If Andrews indeed has a big game this weekend, that wouldn't be much of a change. The Baltimore standout has been one of the AFC's top pass catchers so far this season, helping Lamar Jackson and the Ravens overcome a slew of injuries en route to the conference's best record.
Andrews has 34 catches for 468 yards on the season, ranking in the top 10 in the AFC in both categories. His stats are remarkably similar to those of Travis Kelce, the reigning All-Pro at the position. Before the season, Andrews agreed to a four-year, $56 million contract extension, and since then he's shown just how important he is to this offense.
Pro Football Focus currently gives Andrews the highest offensive grade of any NFL tight end, ahead of Kelce, George Kittle, Rob Gronkowski and other big names — although as Andrews points out, there's a long way to go.

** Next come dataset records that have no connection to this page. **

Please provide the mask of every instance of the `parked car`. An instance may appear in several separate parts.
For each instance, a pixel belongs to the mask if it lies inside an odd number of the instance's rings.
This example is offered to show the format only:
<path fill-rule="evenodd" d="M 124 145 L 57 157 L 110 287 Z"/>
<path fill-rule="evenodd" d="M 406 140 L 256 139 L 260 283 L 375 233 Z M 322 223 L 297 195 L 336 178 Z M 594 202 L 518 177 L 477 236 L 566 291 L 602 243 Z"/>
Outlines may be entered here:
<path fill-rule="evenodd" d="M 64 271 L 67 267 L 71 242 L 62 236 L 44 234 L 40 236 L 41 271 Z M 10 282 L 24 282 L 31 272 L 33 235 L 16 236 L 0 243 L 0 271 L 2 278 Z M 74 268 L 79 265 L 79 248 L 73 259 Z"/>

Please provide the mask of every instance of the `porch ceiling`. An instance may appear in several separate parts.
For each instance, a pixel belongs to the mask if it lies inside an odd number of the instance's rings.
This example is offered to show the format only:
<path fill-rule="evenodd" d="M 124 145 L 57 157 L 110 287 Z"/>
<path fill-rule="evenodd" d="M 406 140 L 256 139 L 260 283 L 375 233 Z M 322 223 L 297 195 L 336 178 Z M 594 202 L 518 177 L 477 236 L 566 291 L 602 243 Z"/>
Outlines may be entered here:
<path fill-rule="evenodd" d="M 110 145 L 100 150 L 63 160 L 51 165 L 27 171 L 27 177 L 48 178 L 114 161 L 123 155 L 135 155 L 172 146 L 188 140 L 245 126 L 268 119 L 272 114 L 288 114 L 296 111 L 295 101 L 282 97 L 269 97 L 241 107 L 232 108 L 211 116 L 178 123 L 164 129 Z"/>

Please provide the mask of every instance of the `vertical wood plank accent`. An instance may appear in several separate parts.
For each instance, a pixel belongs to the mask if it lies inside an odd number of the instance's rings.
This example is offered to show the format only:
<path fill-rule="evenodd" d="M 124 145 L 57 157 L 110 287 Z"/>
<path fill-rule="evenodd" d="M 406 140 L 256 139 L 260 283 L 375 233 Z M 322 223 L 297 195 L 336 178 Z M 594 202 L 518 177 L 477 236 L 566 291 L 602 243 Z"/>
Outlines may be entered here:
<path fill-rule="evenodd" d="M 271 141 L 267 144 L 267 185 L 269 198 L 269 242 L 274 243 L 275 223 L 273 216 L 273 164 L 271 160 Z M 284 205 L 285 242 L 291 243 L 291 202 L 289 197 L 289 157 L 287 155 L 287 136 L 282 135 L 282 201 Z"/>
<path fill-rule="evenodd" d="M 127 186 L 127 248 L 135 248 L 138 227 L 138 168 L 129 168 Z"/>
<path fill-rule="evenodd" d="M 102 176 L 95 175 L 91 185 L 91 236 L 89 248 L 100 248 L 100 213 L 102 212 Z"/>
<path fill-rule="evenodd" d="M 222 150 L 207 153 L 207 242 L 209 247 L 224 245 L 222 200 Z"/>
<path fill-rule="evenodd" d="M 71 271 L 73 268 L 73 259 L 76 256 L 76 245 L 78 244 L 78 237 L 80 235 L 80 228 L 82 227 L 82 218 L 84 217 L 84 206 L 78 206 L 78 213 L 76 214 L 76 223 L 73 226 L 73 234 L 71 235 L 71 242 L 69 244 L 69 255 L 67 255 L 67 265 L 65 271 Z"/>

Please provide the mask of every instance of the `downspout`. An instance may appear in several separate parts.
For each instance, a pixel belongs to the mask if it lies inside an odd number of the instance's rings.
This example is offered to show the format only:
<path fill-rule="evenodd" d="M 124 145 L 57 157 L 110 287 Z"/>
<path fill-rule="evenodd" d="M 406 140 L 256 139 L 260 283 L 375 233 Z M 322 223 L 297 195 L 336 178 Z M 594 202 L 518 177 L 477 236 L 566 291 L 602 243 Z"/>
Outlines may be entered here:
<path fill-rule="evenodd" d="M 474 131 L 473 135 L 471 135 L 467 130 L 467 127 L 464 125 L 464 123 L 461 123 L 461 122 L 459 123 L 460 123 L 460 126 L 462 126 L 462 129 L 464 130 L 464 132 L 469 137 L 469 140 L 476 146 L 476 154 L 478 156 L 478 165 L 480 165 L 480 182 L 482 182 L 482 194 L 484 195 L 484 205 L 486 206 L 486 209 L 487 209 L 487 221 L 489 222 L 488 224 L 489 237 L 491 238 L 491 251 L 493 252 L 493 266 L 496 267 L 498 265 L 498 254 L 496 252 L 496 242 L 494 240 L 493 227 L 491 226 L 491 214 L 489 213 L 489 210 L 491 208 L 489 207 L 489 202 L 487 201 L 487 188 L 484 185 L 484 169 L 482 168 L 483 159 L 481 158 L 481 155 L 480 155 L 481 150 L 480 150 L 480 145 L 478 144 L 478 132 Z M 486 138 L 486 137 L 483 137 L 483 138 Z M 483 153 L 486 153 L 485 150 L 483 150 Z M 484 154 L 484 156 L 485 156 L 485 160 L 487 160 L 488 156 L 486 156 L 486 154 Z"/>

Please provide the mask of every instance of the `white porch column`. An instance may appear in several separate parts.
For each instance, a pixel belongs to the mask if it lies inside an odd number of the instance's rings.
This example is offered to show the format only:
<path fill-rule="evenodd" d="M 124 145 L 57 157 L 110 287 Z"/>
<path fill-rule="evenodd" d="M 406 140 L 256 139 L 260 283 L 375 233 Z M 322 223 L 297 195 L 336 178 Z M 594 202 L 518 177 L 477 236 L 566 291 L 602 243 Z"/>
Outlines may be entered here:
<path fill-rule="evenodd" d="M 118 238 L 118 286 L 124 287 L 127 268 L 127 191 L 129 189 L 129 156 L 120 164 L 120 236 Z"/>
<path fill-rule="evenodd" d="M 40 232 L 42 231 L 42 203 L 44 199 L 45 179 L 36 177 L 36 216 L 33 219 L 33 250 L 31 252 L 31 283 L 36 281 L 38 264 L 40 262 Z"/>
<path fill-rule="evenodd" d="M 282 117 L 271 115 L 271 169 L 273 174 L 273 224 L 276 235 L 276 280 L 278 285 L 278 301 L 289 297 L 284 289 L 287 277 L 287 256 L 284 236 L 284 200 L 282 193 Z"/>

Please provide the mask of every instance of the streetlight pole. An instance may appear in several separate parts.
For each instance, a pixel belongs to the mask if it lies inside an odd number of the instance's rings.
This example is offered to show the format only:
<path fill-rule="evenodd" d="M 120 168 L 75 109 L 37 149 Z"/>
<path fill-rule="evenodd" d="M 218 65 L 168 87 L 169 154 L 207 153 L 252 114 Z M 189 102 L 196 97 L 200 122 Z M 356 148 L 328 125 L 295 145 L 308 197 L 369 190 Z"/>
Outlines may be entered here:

“There’s a lot of work left to be done. The job is not finished yet,” he said. “At the end of the day, there’s really only one thing that I care about, and that’s at the end of the season.”
The Ravens drafted Andrews in the third round in 2018, and before this season, he was already the first tight end in team history to have multiple seasons of at least 700 yards receiving and seven touchdown catches.
After getting his big extension, he had a quiet game in a season-opening loss at Las Vegas. Since then, Andrews has had at least five catches in every game — and Baltimore has won all five of them.
In a Monday night win over Indianapolis on Oct. 11, Andrews had 11 receptions for 147 yards, both career highs. He also caught two fourth-quarter touchdowns and two 2-point conversions, helping the Ravens force overtime. It was a memorable night on national television for Jackson and Andrews.
Jackson, Baltimore's star quarterback, said he could sense during the offseason that Andrews was ready for a big year.
“He was getting after it in Arizona when we were working out,” Jackson said. “He just wants to be the best, and that’s what you need out of your players. Your tight end — whatever position they play — you want the best out of them, and that’s what he’s shown.”
It's been particularly important for Andrews to be at his best because of all the pressure on Baltimore's passing game, which ranked last in the NFL last season. The Ravens drafted receiver Rashod Bateman and acquired receiver Sammy Watkins in an effort to give Jackson more help, but Bateman missed the first five games because of groin problems, and when he finally did play last weekend against the Chargers, Watkins was out with an injury.
Throw in injuries to running backs J.K. Dobbins and Gus Edwards, and the Ravens have needed Jackson to be productive throwing the ball — while relying significantly on the same top pass catchers as last season.
Jackson and Andrews have been up to the task. In fact, their connection looks even better in 2021.
“He understands this offense so well,” Andrews said of his quarterback. “He’s always had great ball placement and great eyes, but just the way he’s seeing the game, the game is progressing. It’s slowed down to him a bunch.”
NOTES: The Ravens got another TE back Wednesday when they designated Nick Boyle (knee) to return from injured reserve. He was on the field at practice. ... Coach John Harbaugh said T Brandon Knight, acquired from Dallas via waivers, made a “personal decision” not to report to the Ravens.